Prime Coalition paired with several other organizations to develop it, including Clean Energy Trust and Project Drawdown. Funding came from a variety of sources including a grant from the MacArthur foundation. It now has more than 1,500 users, Nordan says, with enhancements on the way. “We’re working with a few other aligned entities to take the principles embodied in CRANE to the next level and introduce some level of shared principles and standards for climate impact measurement across the field,” he says.
Specific investors also have their own methods to measure impact. “We follow the principles of the Impact Management Project and look to the specific outcomes and contributions of each investment,” Balbach says.

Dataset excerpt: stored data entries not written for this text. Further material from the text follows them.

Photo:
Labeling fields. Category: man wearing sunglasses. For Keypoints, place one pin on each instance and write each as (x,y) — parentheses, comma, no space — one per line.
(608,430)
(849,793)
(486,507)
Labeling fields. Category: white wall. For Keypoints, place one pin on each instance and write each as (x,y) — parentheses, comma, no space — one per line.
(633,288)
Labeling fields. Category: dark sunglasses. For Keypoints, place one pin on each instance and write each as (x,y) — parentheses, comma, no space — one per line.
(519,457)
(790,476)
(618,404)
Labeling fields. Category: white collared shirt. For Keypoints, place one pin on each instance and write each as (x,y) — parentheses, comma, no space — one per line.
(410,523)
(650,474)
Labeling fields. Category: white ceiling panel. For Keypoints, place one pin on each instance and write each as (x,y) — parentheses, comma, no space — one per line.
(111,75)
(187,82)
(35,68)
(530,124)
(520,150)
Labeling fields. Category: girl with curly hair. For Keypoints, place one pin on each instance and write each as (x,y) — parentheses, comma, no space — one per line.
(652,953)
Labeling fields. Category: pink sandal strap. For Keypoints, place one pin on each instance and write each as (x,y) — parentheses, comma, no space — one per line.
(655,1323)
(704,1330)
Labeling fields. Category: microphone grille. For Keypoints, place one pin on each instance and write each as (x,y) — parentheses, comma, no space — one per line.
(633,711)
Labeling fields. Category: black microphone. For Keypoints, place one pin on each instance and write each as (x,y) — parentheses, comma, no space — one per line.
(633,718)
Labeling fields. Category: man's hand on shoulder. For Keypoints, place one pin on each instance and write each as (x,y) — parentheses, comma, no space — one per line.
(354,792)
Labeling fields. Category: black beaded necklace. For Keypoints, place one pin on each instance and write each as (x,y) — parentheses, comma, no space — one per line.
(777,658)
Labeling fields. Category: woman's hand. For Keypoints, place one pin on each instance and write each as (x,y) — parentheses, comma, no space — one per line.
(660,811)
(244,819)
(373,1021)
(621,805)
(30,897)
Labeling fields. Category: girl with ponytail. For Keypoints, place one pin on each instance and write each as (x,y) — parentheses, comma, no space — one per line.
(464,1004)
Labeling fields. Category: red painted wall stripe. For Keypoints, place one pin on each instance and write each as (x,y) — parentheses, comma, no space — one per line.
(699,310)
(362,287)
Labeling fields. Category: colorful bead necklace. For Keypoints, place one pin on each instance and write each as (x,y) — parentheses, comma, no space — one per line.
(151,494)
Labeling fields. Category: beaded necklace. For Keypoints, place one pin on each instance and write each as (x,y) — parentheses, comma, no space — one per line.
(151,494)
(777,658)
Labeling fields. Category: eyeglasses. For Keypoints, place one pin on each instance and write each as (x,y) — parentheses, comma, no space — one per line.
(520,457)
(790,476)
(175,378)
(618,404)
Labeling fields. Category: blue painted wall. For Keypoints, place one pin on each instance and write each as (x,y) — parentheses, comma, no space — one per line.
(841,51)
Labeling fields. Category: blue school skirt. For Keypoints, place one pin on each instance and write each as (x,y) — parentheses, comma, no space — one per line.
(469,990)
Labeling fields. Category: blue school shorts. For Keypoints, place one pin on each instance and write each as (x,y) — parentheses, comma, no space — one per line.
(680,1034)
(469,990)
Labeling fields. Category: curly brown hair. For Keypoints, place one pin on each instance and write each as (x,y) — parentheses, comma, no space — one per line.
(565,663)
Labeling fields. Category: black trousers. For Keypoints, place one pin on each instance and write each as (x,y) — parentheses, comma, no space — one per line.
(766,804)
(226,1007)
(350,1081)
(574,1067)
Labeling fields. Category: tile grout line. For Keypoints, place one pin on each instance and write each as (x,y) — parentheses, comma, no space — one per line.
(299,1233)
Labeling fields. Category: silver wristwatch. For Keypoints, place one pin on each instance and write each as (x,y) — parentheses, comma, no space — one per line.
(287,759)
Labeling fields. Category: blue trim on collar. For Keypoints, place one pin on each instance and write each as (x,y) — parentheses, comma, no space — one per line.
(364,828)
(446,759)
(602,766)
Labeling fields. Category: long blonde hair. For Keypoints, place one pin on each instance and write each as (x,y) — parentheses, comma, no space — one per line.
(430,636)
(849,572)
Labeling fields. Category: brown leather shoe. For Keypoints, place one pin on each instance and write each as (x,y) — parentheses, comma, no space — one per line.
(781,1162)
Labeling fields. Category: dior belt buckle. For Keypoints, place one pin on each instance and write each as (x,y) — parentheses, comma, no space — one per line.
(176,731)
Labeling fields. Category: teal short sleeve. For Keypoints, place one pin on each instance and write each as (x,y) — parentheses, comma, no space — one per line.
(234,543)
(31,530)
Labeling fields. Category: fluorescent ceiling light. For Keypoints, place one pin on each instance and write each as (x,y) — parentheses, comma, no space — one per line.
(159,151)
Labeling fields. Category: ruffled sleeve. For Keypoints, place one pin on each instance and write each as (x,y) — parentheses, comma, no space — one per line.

For example, for its investment in Terra Silver, MacArthur looks at how much land is being sustainably managed, and how much CO2 has been sequestered; with Encourage Solar, the foundation looks at installed rooftop solar capacity and estimated CO2 emissions reductions.
Cummings, too, considers a range of factors when assessing its investments. “Because we believe this transition will look different depending on the industry, asset class, and scale of each investment, we do not rely on a single metric,” Bancroft says. “Instead, we look at third-party research to understand the greatest impact on the environment within each industry.” Factors the foundation looks at include raw materials usage, carbon emissions, and land use and soil depletion, depending on the specific investment.
Driving this new focus by foundations on climate change is, in part, a growing awareness across the board that we’re in a climate emergency. And things like the 45Q tax credit for carbon capture have had some impact too. But it’s hard to deny that simply swapping the Trump administration for the Biden administration has had a huge impact on the space.
“I think, at a macro level, the change in administration and the correspondingly higher emphasis on green infrastructure buildout has had a massive effect,” Nordan says.
Impax’s Bole agrees. “The Biden administration has certainly brought with it active support for climate change solutions and sustainable infrastructure,” he says, pointing to the US rejoining the Paris Agreement, the pending infrastructure spending bill, and the Leaders to Leaders Summit on Climate that President Biden convened in April. “It is part of an emerging global consensus that we must transition to a low‑carbon economy at a dramatically accelerated pace.”